Friday, 19 October 2018

Invisible Man

The Isle of Man International is with us again, starting tomorrow, and once again the tournament sponsors include the Scheinberg family


the one-time owners of PokerStars whose founder, Isai Scheinberg, is still, as far as I am aware, on the run from the US authorities on a range of serious financial charges: described in 2016 as
under criminal indictment from the April 15, 2011 Black Friday action by the US Department of Justice.
As the International Consortium of Investigative Journalists wrote last December, the Isle of Man's role as a harbour for offshore funds played a crucial role in Scheinberg's activities prior to the indictment, and it's played a crucial role since in harbouring Mr Scheinberg himself.


Who's interested in this? Nobody, one assumes. UK society is not particularly keen to think about how much its economy depends on various tax havens such as the Isle of Man. Most UK newspapers don't bang on about it much (of course one of the leading titles is run from a tax haven. The chess press? Chess.com are fellow sponsors with the Scheinbergs, so we have to assume they at least are all right with this stuff and you won't often find British chess examining the hand that feeds it, let alone biting it.

But then again, just this year, international chess has managed to dislodge its twenty-year President, precisely because he found himself in disfavour with the US financial authorities, and amid much thunder about corruption and transparency and financial propriety and all the rest of it, we now have a new administration. Can they possibly approve of chess tournaments being sponsored by fugitives from justice?

I would hate to think that the reality is not so idealistic as all that, and that in fact, as long as the US doesn't manage to freeze the relevant bank account, we can keep on taking money off people whose travel opportunities are circumscribed by the risk of arrest.

Maybe the new President will have something to day about it. Or, if he is too busy, I believe one of his Vice-Presidents, a Nigel Short, is among the competitors.


Perhaps Nigel might say what he thinks about fugitives from justice funding chess tournaments from tax havens. Or, I don't know, one of our enterprising chess journalists might try asking Nigel what he thinks about it.

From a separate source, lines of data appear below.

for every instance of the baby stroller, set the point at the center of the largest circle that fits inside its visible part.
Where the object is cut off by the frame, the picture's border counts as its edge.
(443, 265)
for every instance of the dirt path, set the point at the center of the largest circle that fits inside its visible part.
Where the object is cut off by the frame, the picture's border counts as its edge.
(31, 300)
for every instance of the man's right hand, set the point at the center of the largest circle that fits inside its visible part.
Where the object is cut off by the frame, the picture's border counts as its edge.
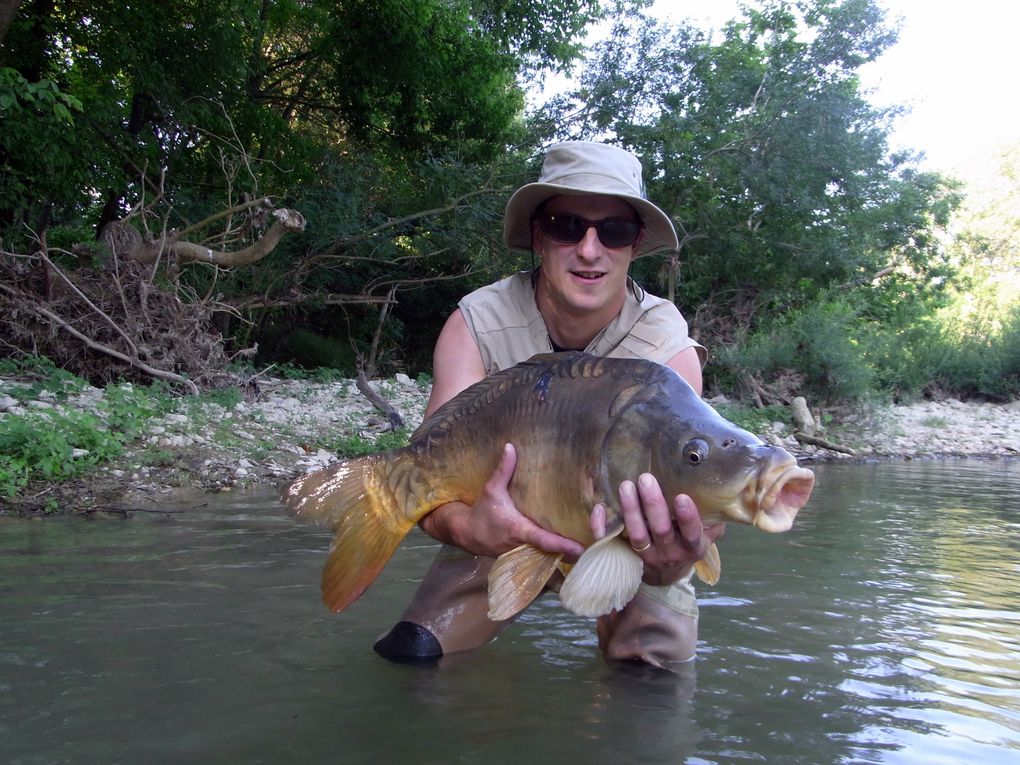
(495, 525)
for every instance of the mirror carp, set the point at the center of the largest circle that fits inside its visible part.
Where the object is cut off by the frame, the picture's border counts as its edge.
(580, 424)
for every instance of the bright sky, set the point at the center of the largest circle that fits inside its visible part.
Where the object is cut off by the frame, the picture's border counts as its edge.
(956, 66)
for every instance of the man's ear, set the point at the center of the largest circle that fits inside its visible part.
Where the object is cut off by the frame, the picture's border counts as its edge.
(536, 237)
(636, 244)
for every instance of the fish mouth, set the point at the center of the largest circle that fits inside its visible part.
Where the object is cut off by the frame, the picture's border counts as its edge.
(781, 494)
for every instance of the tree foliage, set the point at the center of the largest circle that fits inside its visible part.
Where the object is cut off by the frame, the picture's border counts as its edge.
(397, 129)
(774, 167)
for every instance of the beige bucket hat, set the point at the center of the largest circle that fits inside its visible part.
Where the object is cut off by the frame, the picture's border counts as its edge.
(582, 167)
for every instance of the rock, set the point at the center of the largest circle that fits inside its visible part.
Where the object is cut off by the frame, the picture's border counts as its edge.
(803, 421)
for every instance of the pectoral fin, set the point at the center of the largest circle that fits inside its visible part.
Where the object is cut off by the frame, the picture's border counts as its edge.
(517, 578)
(709, 567)
(605, 577)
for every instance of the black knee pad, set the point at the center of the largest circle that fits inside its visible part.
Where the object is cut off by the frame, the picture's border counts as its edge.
(410, 644)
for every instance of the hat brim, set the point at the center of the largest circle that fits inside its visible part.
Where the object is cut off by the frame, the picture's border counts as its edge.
(659, 232)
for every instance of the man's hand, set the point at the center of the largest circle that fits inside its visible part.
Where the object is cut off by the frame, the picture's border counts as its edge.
(495, 525)
(669, 540)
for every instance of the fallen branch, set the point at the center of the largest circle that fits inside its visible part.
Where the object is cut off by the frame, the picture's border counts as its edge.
(395, 417)
(102, 348)
(123, 239)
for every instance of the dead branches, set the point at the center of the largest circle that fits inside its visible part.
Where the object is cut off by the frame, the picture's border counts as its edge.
(123, 239)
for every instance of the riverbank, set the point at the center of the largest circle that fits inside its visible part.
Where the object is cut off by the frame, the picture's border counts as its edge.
(286, 427)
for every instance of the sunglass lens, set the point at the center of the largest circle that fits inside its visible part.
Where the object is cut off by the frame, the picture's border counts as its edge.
(618, 233)
(571, 228)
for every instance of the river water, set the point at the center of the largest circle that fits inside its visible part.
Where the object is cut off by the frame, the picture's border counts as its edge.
(883, 628)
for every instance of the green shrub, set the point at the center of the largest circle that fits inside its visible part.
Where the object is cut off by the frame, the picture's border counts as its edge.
(42, 447)
(818, 342)
(358, 446)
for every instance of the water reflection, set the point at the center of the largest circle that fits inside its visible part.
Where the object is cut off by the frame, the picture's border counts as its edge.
(884, 628)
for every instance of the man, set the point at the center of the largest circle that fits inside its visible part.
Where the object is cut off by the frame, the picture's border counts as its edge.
(585, 219)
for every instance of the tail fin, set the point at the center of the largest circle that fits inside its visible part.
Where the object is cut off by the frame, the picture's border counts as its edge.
(357, 500)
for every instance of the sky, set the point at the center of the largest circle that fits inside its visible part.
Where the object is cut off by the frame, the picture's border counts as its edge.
(956, 66)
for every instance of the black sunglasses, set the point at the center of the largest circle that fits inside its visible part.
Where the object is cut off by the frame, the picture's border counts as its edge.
(571, 228)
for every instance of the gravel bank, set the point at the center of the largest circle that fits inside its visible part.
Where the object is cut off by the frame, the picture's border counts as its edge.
(277, 435)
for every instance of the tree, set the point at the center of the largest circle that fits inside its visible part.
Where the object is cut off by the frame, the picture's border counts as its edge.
(771, 162)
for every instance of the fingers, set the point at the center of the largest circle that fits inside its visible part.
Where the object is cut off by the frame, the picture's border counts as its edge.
(646, 513)
(598, 521)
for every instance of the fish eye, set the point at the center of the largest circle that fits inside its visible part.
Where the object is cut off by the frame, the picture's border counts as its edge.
(695, 452)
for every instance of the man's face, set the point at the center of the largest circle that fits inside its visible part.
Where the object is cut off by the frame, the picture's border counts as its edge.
(585, 274)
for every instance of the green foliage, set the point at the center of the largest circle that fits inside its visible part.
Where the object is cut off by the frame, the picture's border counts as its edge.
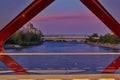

Or they could maybe try and ask Isai Scheinberg about it directly. Apparently he can often be seen walking his dog.

3 comments:

  1. IOM isn't an official FIDE tournament and is privately organized and managed and this article is just a typical journalist trying to stir up trouble where there is none.

    ReplyDelete
    Replies
    1. I had no idea I was a journalist, let alone a typical one.

      Delete
  2. Yes, there is no 'trouble' relating to Keene's plagiarism and fraud, made-up statistics being quoted as established fact, hypocrisy on a breath-taking scale, lies, cant etc etc. This blog asks as always "Why not?!". Unknown's comment is exactly the attitude that makes this blog and its great predecessor possible, even important. Yes, truth, ethics, justice, accuracy are important, and worth defending and fighting for. What could be the forces on the other side? Laziness? Money? Power? Privilege? .. I guess it's a never-ending battle, part of life on earth. Preaching vision vs preaching blindness. I imagine you know you're doing something right when you get a comment like Unknown's.